In case this fails (e.g., if a different operating system is used) or other packages are required the authors recommend to install pytorch and pytorch geometric first following the installation recomondations of pytorch and pytorch geometric. In addition the libraries torch-cluster, torch-sparse, and torch-scatter should be installed (pip is recommended).

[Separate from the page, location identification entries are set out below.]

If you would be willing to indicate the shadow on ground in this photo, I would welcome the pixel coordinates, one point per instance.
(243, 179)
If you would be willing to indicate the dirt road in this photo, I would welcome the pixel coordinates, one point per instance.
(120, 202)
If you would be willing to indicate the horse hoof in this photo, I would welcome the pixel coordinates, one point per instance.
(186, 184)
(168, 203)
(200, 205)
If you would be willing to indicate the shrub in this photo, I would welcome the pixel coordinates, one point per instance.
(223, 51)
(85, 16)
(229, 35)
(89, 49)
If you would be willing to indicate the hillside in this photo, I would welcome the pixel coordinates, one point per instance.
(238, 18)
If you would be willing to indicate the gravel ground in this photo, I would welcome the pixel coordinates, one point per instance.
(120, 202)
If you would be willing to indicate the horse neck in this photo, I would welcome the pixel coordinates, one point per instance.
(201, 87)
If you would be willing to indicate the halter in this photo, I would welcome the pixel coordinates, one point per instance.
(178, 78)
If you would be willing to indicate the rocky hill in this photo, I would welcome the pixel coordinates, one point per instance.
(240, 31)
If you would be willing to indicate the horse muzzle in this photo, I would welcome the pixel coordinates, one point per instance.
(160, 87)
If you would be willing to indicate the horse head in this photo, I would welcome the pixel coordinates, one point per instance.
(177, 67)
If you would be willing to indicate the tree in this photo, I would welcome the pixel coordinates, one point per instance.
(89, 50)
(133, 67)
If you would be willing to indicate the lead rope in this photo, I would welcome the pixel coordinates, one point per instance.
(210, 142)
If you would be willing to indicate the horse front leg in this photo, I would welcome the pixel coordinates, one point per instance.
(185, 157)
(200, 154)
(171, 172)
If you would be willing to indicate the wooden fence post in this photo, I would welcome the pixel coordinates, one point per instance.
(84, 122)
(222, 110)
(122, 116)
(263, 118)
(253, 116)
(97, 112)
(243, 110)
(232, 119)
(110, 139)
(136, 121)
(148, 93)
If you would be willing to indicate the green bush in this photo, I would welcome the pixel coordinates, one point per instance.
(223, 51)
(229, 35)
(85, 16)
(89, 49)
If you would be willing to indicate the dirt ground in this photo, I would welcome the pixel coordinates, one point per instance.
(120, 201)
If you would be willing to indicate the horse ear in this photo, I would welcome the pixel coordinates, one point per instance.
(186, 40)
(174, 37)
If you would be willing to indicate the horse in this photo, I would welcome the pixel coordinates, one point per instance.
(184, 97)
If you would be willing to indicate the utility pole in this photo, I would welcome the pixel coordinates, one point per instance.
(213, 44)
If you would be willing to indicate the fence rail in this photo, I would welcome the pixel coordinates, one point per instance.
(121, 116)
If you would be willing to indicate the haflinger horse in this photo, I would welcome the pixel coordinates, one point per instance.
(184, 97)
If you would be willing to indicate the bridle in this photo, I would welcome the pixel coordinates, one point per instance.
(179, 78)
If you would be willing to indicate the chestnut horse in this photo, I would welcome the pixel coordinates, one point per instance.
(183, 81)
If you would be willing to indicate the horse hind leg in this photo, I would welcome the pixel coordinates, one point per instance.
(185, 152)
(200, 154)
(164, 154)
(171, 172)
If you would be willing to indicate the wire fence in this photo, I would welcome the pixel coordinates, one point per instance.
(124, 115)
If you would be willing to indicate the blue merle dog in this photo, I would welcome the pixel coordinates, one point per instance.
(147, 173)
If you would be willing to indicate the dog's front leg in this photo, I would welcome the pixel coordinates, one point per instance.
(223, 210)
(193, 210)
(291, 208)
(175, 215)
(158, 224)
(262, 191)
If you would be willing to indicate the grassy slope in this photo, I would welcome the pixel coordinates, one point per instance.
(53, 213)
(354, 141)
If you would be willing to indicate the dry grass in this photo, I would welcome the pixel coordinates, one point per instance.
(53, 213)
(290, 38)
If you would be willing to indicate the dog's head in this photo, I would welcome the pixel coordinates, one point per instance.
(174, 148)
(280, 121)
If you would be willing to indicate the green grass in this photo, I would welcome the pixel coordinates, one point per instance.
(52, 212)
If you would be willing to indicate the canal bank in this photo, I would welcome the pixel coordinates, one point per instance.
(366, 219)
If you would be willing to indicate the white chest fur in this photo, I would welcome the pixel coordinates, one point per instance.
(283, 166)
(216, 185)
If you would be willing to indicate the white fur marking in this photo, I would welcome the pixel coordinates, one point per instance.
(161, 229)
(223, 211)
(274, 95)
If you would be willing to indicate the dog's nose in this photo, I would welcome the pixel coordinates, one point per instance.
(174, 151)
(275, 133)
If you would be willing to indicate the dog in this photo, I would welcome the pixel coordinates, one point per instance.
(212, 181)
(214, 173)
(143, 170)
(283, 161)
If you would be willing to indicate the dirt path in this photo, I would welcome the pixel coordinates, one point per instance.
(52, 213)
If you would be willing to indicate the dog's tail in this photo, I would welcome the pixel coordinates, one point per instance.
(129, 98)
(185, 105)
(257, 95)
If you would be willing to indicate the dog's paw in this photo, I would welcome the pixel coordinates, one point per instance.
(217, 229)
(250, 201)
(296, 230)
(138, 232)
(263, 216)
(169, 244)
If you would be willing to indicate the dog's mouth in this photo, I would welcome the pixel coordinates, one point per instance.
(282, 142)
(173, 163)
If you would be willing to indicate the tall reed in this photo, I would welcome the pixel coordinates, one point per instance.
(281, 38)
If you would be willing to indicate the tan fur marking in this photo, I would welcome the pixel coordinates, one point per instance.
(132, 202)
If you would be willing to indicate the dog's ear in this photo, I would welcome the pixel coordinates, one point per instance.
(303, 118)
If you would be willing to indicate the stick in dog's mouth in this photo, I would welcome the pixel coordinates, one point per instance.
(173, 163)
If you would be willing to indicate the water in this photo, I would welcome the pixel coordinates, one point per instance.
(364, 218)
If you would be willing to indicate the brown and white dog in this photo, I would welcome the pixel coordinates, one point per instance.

Additional packagaes listed in the environment.yml can be installed using conda or mamba.

USAGE

Simulations

To run an implicit solvent simulation using the GNN as a solvent the Multi_simulator class can be used. An example is shown in file run_gnn_simulation.py. The necessary input is only the molecules SMILES (-s), the desired simulation time in ns (-ns), the number of parallel simulations (-nr), the random seed of the run (-r), and the path to the trained GNN (-m):

python run_gnn_simulation.py -s CCCO -ns 0.1 -nr 20 -r 1234 -m ../MachineLearning/trained_models/GNN.model

One pretrained GNN is provided in this repository GNN.model.

To run simulations using explicit solvent or GBNeck2 simulations as performed in publication [2] the run_simulation_for_small_molecules.py script can be used following the instructions as described in the file.

python run_simulation_for_small_molecules.py --help

Force Extraction

The complete dataset used in study [2] can be downloaded from the ETH Research Collection. In order to extract forces for new compounds or conformations the run_data_generation.py script can be used. By default the script stores all results in an hdf5 file. For easy access of a small number of results the user can also run the script with the --return_numpy_files flag, which will print the location of the stored positions and forces as numpy arrays.

Machine Learning

The training and test set used in this study [2] can be downloaded from the ETH Research Collection. A new model can be trained using the train_model.py and tested using the test_model.py scripts. To train a model with the same architecture as used in this study one could use the following command:

python train_model.py -b 32 -p 0.95 -f 0.1 -r 161311 -ra 0.6 -l 0.0005 -fpt datasets/train_set.pt -e 30 -m 64 -c 1.0

Analysis

Two examples for the analysis of the provided model and data are provided. For analysing the performance of a trained GNN the ForcePrediction.ipynb notebook can be used. For analysing trajectories the AnalysisExample.ipynb can be used.